Il en va de même pour la synthèse peptidique nouvellement découverte :« Le mécanisme réactionnel semble être de nature générale. Il est stable sur une large gamme de températures et de concentrations en sel, en milieu acide ou alcalin, " explique Greenwald.
Cette découverte renforce l'opinion des chercheurs selon laquelle au début de l'histoire de l'évolution, les amyloïdes pourraient avoir joué un rôle central dans le développement des premières formes de vie en tant que supports d'information et unités catalytiques.

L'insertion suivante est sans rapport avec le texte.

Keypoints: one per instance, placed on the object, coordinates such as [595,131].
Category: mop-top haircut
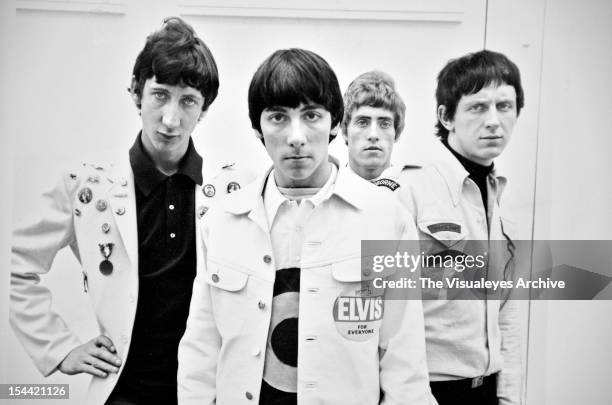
[374,89]
[290,77]
[176,56]
[471,73]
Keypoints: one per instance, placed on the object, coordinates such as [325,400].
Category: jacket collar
[454,174]
[349,187]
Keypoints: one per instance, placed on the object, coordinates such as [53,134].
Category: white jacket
[221,355]
[64,221]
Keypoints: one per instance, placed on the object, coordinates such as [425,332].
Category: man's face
[297,141]
[483,123]
[169,115]
[370,135]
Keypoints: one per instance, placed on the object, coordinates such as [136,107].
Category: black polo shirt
[165,208]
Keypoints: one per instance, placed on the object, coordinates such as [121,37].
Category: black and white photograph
[327,202]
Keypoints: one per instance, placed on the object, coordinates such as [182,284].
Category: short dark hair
[176,56]
[471,73]
[374,89]
[290,77]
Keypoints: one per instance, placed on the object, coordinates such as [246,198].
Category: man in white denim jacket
[279,314]
[473,346]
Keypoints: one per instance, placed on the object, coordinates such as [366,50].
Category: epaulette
[411,167]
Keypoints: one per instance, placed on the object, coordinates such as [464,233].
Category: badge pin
[232,186]
[209,190]
[201,211]
[85,195]
[101,205]
[106,249]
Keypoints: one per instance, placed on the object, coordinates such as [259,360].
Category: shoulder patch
[390,184]
[409,167]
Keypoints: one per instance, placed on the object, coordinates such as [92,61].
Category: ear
[444,119]
[334,130]
[133,93]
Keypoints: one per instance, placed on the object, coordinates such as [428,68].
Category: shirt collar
[453,172]
[147,176]
[273,198]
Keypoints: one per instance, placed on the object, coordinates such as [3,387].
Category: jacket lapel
[122,200]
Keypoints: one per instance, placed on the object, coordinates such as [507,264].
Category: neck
[452,144]
[317,180]
[166,161]
[368,173]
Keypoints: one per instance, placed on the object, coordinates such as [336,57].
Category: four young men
[292,318]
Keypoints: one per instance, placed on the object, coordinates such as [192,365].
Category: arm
[199,348]
[42,332]
[404,378]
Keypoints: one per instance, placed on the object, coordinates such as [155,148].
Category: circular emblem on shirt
[280,369]
[85,195]
[209,190]
[233,186]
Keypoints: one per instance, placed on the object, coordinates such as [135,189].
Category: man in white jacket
[132,227]
[279,314]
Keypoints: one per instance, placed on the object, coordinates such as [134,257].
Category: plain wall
[570,361]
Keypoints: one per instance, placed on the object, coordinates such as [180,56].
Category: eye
[361,123]
[276,118]
[386,124]
[190,102]
[477,108]
[160,95]
[312,116]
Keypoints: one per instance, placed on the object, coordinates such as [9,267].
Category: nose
[373,135]
[297,135]
[171,115]
[492,118]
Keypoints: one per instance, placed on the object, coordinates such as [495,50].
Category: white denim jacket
[221,355]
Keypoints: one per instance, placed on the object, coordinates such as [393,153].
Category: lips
[373,148]
[167,137]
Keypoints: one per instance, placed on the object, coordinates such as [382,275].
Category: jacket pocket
[448,232]
[358,307]
[229,296]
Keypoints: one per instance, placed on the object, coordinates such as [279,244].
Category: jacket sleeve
[199,348]
[42,332]
[404,378]
[510,378]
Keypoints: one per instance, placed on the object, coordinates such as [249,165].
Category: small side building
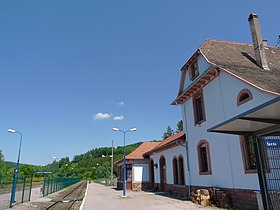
[168,165]
[138,173]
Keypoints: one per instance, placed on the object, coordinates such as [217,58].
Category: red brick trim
[194,98]
[204,143]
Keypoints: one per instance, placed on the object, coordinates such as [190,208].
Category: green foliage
[83,166]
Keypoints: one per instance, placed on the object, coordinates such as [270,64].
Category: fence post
[23,188]
[30,189]
[44,185]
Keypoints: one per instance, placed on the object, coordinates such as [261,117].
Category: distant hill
[88,165]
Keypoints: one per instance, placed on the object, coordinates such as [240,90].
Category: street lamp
[16,169]
[124,154]
[106,163]
[56,159]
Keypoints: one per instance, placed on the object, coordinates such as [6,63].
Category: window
[248,154]
[175,171]
[194,70]
[204,158]
[198,108]
[244,96]
[152,172]
[181,171]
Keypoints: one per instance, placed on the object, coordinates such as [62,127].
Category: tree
[169,132]
[179,126]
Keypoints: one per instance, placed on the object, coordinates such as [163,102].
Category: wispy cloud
[102,116]
[119,117]
[121,103]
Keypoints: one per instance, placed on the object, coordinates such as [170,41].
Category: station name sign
[272,143]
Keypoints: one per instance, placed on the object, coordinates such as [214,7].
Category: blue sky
[63,62]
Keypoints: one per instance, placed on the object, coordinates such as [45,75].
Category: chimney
[257,41]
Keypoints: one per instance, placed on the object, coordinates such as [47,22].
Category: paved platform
[100,197]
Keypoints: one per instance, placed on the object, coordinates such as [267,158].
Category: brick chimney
[257,41]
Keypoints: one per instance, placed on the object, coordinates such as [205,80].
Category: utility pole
[112,162]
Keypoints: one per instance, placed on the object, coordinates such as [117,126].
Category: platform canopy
[260,120]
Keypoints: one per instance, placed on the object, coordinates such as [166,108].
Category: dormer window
[194,70]
[244,96]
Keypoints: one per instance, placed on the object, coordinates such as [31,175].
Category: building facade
[221,80]
[169,165]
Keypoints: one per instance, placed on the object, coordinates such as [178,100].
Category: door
[162,166]
[129,176]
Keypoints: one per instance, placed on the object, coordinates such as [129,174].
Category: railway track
[67,200]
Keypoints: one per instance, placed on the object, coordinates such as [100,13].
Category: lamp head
[11,130]
[132,129]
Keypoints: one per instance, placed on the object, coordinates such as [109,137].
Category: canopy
[260,120]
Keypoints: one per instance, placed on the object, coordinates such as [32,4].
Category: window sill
[200,122]
[205,173]
[250,171]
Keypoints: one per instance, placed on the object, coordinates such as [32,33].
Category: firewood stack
[201,196]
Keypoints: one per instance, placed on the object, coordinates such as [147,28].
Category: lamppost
[16,169]
[124,154]
[56,159]
[97,179]
[106,163]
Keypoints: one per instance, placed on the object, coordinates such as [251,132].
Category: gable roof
[239,59]
[168,143]
[139,151]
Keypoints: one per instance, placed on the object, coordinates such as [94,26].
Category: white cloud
[121,103]
[119,117]
[102,116]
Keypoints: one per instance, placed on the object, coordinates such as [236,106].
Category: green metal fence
[28,188]
[53,184]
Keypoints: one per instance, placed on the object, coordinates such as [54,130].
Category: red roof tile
[168,141]
[143,148]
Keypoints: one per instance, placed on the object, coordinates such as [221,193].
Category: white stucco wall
[169,155]
[220,101]
[141,172]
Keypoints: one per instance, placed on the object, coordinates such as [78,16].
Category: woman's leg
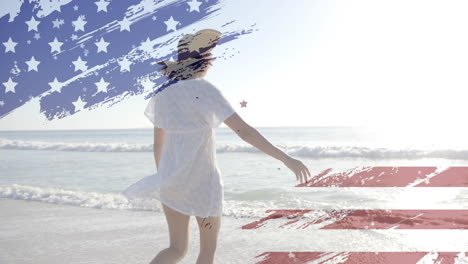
[178,232]
[209,229]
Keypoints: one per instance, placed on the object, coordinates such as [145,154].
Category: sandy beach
[38,232]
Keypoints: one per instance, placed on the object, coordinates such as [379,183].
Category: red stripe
[363,219]
[391,177]
[354,257]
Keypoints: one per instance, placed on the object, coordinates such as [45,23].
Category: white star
[102,5]
[32,64]
[55,45]
[125,65]
[147,84]
[102,45]
[194,5]
[56,86]
[79,104]
[147,45]
[10,45]
[171,24]
[10,86]
[79,23]
[80,64]
[32,24]
[56,6]
[124,24]
[102,86]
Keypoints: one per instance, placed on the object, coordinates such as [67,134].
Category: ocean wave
[234,208]
[308,151]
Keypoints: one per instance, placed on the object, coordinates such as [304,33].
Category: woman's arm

Le mécanisme d'auto-réplication des fibres amyloïdes représenté schématiquement :pièce par pièce, des acides aminés spécifiques (blocs de construction colorés) se déposent au bon endroit et se combinent chimiquement. Pendant le processus, l'amyloïde en croissance lui sert de modèle. Crédit :Lukas Frey/ETH Zurich
Pas seulement un monde d'ARN
Jusqu'à maintenant, cependant, l'idée la plus répandue pour les débuts moléculaires de la vie a été l'hypothèse de l'ARN, qui considère l'acide ribonucléique (ARN) comme le seul acteur clé de la soupe primordiale prébiotique. Ceci est dû au fait, comme l'ADN du matériel génétique, Les molécules d'ARN peuvent coder des informations, et sont également capables de s'auto-répliquer.
Les chercheurs de l'ETH s'attaquent maintenant au dogme dominant d'un monde basé sur l'ARN. Ils pensent que l'hypothèse amyloïde est plus plausible; Premièrement, parce que les molécules d'ARN ayant une fonction biologique sont beaucoup plus grosses et plus complexes, il est donc peu probable qu'ils se forment spontanément dans des conditions prébiotiques. "En outre, les amyloïdes sont beaucoup plus stables que les premiers polymères d'acide nucléique, et ils ont une voie de synthèse abiotique beaucoup plus simple par rapport à la complexité des ARN catalytiques connus, " dit Greenwald.
Riek ajoute :« Nous ne pourrons jamais prouver ce qui est vrai – pour le faire, il faudrait revenir en arrière sur les 4 à 4,5 milliards d'années d'évolution. Cependant, on se doute que ce n'en était pas un, mais de multiples processus moléculaires avec diverses molécules prédécesseurs qui ont été impliquées dans la création de la vie."